MVP for morpohology module #866

timtreis · 2024-08-07T21:32:13Z

MRE:

import squidpy as sq
import spatialdata as sd
from spatialdata.datasets import raccoon
import spatialdata_plot
from scipy.stats import entropy

sdata = raccoon()

def my_func(regionmask, intensity_image):
    
    masked_values = intensity_image[regionmask]
    histogram, bin_edges = np.histogram(masked_values, bins=256, range=(0, 255))
    probabilities = histogram / np.sum(histogram)

    return entropy(probabilities, base=2)

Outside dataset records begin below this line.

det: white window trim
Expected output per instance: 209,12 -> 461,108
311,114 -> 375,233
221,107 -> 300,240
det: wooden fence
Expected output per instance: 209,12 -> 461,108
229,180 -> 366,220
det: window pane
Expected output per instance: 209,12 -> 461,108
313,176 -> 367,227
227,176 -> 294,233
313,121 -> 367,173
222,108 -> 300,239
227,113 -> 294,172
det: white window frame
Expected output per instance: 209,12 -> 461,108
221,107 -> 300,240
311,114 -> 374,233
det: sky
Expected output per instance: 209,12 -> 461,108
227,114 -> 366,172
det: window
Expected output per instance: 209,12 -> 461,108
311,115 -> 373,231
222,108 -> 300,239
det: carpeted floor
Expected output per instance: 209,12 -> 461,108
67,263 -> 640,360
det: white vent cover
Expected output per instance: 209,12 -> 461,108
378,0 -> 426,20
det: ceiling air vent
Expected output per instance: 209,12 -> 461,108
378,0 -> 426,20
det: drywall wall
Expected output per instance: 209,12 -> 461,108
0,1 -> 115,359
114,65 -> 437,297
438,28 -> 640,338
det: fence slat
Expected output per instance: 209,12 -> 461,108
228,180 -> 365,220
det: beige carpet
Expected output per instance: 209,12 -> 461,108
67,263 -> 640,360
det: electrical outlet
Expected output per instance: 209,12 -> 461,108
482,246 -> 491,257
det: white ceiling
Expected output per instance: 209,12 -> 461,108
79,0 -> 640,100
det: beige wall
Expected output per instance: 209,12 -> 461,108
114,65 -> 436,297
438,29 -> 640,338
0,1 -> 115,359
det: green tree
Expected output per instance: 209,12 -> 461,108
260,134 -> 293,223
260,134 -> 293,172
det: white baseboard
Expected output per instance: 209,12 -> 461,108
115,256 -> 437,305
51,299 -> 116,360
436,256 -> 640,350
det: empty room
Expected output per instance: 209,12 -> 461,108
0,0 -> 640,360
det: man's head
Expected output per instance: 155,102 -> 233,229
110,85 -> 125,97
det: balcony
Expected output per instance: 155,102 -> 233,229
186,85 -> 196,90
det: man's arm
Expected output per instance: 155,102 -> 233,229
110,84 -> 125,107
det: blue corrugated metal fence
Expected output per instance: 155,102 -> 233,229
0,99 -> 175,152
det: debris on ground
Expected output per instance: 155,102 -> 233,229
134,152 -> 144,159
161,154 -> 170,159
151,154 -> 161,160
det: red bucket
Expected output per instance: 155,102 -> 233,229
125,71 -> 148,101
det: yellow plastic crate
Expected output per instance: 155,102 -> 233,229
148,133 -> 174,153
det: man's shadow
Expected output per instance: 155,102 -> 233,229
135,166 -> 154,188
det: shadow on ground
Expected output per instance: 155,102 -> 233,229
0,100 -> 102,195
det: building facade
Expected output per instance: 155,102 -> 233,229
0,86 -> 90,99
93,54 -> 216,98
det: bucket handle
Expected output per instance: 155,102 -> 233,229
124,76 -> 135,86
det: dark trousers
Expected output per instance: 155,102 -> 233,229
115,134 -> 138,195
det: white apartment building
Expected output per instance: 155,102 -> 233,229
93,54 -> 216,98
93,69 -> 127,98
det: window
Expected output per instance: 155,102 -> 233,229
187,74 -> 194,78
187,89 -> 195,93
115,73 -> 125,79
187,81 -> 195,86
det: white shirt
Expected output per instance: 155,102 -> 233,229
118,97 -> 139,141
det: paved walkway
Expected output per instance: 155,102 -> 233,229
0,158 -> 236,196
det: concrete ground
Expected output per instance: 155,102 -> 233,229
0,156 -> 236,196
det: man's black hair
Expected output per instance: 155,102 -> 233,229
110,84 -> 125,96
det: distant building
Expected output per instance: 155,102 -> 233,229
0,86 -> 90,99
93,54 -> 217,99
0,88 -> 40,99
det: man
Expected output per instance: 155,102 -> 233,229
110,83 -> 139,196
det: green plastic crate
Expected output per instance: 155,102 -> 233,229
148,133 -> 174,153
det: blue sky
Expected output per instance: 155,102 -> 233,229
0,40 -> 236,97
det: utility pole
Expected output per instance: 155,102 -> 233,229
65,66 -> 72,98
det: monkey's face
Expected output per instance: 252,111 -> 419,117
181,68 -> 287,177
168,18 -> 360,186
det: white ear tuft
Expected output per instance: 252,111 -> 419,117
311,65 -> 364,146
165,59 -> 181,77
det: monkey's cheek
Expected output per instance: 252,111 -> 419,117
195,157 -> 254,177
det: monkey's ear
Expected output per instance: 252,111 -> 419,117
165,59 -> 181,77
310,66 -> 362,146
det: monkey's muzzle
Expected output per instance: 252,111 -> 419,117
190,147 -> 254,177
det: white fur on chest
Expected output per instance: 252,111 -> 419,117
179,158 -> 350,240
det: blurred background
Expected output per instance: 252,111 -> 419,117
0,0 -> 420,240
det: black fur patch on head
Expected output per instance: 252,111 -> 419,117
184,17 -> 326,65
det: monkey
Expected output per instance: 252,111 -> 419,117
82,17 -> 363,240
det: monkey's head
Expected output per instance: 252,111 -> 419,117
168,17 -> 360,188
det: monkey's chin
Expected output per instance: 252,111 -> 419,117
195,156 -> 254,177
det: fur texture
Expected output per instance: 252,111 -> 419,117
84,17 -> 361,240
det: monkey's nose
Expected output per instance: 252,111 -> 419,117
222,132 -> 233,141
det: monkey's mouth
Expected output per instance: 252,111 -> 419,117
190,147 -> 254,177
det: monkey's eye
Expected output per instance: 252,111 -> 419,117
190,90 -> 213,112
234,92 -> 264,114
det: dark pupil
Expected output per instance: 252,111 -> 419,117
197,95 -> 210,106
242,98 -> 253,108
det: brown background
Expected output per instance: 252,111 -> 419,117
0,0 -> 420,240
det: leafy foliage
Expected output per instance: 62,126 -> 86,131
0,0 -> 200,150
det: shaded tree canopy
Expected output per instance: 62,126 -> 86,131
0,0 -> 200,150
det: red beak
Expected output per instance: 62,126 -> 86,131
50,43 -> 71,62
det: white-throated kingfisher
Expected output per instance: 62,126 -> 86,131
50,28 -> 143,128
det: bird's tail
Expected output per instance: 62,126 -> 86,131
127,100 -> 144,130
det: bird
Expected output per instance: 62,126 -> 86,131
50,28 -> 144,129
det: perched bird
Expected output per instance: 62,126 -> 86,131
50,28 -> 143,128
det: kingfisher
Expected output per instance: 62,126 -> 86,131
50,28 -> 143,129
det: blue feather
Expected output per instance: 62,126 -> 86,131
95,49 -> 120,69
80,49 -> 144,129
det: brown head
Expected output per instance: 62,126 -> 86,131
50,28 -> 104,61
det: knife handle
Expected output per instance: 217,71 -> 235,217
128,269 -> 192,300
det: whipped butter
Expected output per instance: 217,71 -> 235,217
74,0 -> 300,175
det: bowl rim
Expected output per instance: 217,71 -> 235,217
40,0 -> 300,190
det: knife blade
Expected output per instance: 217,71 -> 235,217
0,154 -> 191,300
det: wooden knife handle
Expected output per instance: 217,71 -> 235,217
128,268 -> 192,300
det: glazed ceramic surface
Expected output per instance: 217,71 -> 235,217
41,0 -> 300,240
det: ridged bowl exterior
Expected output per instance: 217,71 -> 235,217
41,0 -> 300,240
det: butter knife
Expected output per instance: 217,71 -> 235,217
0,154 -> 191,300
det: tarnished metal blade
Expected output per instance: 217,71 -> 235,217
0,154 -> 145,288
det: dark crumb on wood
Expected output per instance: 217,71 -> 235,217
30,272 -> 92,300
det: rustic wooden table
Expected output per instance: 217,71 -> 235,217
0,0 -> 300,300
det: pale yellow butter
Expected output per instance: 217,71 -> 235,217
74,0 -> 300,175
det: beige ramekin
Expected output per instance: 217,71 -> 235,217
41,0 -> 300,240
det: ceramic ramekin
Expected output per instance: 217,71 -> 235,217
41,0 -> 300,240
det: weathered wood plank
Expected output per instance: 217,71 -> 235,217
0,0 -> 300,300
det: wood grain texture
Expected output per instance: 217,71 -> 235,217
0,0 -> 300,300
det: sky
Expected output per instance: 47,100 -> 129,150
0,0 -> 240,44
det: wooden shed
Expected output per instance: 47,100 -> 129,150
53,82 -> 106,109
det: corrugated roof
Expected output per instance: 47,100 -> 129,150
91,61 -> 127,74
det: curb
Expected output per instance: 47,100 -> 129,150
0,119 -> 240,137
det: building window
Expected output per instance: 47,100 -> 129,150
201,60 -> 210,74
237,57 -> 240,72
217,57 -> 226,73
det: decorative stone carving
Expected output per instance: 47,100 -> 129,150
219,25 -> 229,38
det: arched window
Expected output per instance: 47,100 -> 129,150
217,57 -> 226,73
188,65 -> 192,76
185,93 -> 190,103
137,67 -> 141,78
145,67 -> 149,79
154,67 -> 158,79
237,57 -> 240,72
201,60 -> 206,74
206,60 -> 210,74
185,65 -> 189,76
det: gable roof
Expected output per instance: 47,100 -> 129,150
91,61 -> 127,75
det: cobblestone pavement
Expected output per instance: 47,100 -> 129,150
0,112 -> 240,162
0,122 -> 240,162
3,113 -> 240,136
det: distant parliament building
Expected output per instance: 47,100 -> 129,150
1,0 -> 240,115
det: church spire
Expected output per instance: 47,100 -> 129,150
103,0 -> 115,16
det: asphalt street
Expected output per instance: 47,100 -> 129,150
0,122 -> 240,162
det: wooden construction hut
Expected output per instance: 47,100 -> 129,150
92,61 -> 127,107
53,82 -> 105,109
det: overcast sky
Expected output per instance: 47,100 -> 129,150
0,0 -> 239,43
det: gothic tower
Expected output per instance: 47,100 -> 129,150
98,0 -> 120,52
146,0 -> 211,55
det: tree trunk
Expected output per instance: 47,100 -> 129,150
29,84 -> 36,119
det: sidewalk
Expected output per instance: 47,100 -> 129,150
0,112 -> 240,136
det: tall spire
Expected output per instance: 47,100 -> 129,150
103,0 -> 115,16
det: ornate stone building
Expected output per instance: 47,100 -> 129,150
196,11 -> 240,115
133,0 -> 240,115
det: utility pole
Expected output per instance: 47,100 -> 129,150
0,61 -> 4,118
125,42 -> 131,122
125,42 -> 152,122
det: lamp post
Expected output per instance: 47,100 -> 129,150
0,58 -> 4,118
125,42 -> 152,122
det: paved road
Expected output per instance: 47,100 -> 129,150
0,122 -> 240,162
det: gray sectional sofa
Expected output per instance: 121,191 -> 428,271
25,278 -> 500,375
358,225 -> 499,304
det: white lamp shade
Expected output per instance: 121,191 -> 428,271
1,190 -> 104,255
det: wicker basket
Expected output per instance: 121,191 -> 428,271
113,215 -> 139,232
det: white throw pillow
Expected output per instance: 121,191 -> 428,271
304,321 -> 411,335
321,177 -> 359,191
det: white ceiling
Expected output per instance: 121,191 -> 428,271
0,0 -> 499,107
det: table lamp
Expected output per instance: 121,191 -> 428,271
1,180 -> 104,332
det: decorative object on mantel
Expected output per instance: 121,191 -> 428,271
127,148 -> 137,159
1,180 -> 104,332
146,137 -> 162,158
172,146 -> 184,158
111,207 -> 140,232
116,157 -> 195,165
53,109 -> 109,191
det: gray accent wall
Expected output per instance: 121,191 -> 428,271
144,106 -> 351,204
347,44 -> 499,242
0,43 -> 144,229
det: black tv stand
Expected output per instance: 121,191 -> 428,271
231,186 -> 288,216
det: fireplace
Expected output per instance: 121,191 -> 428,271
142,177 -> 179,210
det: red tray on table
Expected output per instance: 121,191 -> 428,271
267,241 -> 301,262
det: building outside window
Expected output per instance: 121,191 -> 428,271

sq.im.quantify_morphology(
    sdata,
    label="segmentation",
    image="raccoon",
    methods=["area", "perimeter", "circularity", "intensity_mean", my_func],
    split_by_channels=True,
)

Notes

circularity is a non-skimage method but internal method (we need a library of those, can "steal" from CellProfiler + X)
my_func is an external method that gets fed to skimage.measure.regionprops. We need to provide doc on how to make such method. They take in a mask of the respective cell as well as a (potentially multi-channel) intensity image (both np.ndarrays).
add back to adata instead, align with rest of codebase
now thing of how to integrate custom callables that are external to the codebase, f.e. huggingface models
Needs to respect transformations & deal with different scales
Needs notebook in squidpy-notebooks

From discussion on 2024-08-13

Workstreams
- 1. "baseline" regionprops: what skimage has natively as functions, can query by string
- 1. "non-baseline" regionprops: other metrics we can "steal" from CellProfiler etc and make available by string internally
  - f.e. take math from https://github.com/CellProfiler/CellProfiler/blob/main/src/frontend/cellprofiler/modules/measuregranularity.py#L432
- 1. feed in methods that take in mask / intensity image
- 1. test performance of regionprops on actual data - does it work at scale at all?
  - if not, can we hijack the method and parallelize across chunks (parallel io) and collect
  - can we lazy-compute? dask?
- 1. respect transformations and datatree "zoom" - which matches, what does the user want?
- 1. my_func wrapper for model inference, f.e. from some HF-model?
  - download model etc?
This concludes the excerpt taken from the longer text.